FIGS. 21B and 22B show the bone marrow of Farber mouse lacked
histiocytic cellular infiltrate after administration of rhAC
(comparable to a normal mouse), and normal hematopoietic cells in
sheets (undisrupted).
[0041] FIGS. 23A-23C. The effects of 10 mg/kg rhAC on macrophage
polarization in tissues. FIG. 23A shows a pan-macrophage stain
(F4/80). FIG. 23B shows an anti-inflammatory stain (CD206). FIG.
23C shows an overlay of FIGS. 23A and 23B showing anti-inflammatory
macrophages.
[0042] FIG. 24. Ceramide concentrations in the liver of Farber
disease mice after a single injection of rhAC. Groups of
.about.9-week-old Farber disease mice received a single
intraperitoneal (IP) injection of purified rhAC at the indicated
doses (n=3/dose). After 24 hours, the mice were euthanized and the
amounts of total ceramide (Cer) were quantified and expressed per
milligram total protein in tissue extracts from the liver. "0"
indicates age-matched Farber mice that were injected with PBS. *
indicates p value <0.05 comparing mice injected with rhAC to
mice injected with PBS; ** indicates p value <0.01.
DETAILED DESCRIPTION
[0043] As used herein, the terms "a" or "an" means that "at least
one" or "one or more" unless the context clearly indicates
otherwise.
[0044] As used herein, the term "about" means that the numerical
value is approximate and small variations would not significantly
affect the practice of the disclosed embodiments. Where a numerical
limitation is used, unless indicated otherwise by the context,
"about" means the numerical value can vary by .+-.10% and remain
within the scope of the disclosed embodiments.

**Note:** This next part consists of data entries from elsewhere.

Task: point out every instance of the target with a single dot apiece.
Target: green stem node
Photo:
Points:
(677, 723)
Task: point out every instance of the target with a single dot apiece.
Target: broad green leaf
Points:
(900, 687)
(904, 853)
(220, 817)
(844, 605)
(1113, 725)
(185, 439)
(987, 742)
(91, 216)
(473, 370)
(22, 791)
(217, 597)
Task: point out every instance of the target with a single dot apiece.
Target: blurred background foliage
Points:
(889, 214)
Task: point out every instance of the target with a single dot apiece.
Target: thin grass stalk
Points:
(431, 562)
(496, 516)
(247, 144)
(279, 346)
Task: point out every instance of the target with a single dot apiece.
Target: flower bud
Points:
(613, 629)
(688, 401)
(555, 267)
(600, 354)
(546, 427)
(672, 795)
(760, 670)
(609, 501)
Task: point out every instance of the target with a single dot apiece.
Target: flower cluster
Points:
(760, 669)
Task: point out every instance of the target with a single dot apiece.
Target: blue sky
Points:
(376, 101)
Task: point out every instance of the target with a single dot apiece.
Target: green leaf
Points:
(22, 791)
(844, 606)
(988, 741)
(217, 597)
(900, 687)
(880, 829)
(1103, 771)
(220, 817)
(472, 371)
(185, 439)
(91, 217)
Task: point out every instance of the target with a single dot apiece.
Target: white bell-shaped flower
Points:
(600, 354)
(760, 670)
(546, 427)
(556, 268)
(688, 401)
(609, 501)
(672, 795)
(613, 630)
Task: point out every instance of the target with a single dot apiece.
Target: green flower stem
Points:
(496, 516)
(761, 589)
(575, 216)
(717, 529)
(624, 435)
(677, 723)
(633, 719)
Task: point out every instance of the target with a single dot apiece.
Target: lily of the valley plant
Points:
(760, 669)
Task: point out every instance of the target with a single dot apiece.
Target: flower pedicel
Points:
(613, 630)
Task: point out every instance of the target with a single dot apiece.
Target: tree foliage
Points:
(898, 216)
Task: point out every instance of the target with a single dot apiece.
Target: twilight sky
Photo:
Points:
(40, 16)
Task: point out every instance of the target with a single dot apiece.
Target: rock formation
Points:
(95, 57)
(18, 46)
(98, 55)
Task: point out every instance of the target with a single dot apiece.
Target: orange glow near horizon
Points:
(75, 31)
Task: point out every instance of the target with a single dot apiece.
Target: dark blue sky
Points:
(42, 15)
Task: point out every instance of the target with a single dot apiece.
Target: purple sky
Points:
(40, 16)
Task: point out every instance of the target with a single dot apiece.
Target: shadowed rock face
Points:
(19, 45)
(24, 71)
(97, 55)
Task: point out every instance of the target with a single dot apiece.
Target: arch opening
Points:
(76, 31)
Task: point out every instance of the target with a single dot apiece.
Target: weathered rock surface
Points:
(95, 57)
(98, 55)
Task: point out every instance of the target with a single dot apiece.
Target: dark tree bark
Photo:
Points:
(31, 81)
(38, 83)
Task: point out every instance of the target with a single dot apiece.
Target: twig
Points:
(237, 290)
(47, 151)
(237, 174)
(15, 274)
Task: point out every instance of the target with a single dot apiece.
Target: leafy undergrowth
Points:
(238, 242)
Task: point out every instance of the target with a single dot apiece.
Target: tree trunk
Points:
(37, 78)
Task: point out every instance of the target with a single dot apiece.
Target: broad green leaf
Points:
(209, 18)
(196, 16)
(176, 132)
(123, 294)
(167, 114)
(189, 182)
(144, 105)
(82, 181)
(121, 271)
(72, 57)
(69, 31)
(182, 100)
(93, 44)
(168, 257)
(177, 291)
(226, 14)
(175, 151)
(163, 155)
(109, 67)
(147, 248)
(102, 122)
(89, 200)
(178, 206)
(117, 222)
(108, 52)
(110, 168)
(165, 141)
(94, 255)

[0045] As used herein, the term "animal" includes, but is not
limited to, humans and non-human vertebrates such as wild,
domestic, and farm animals. The animal can also be referred to as a
"subject."
[0046] As used herein, the term "carrier" means a diluent,
adjuvant, or excipient with which a compound is administered.
Pharmaceutical carriers can be liquids, such as water and oils,
including those of petroleum, animal, vegetable or synthetic
origin, such as peanut oil, soybean oil, mineral oil, sesame oil
and the like. The pharmaceutical carriers can also be saline, gum
acacia, gelatin, starch paste, talc, keratin, colloidal silica,
urea, and the like. In addition, auxiliary, stabilizing,
thickening, lubricating and coloring agents can be used.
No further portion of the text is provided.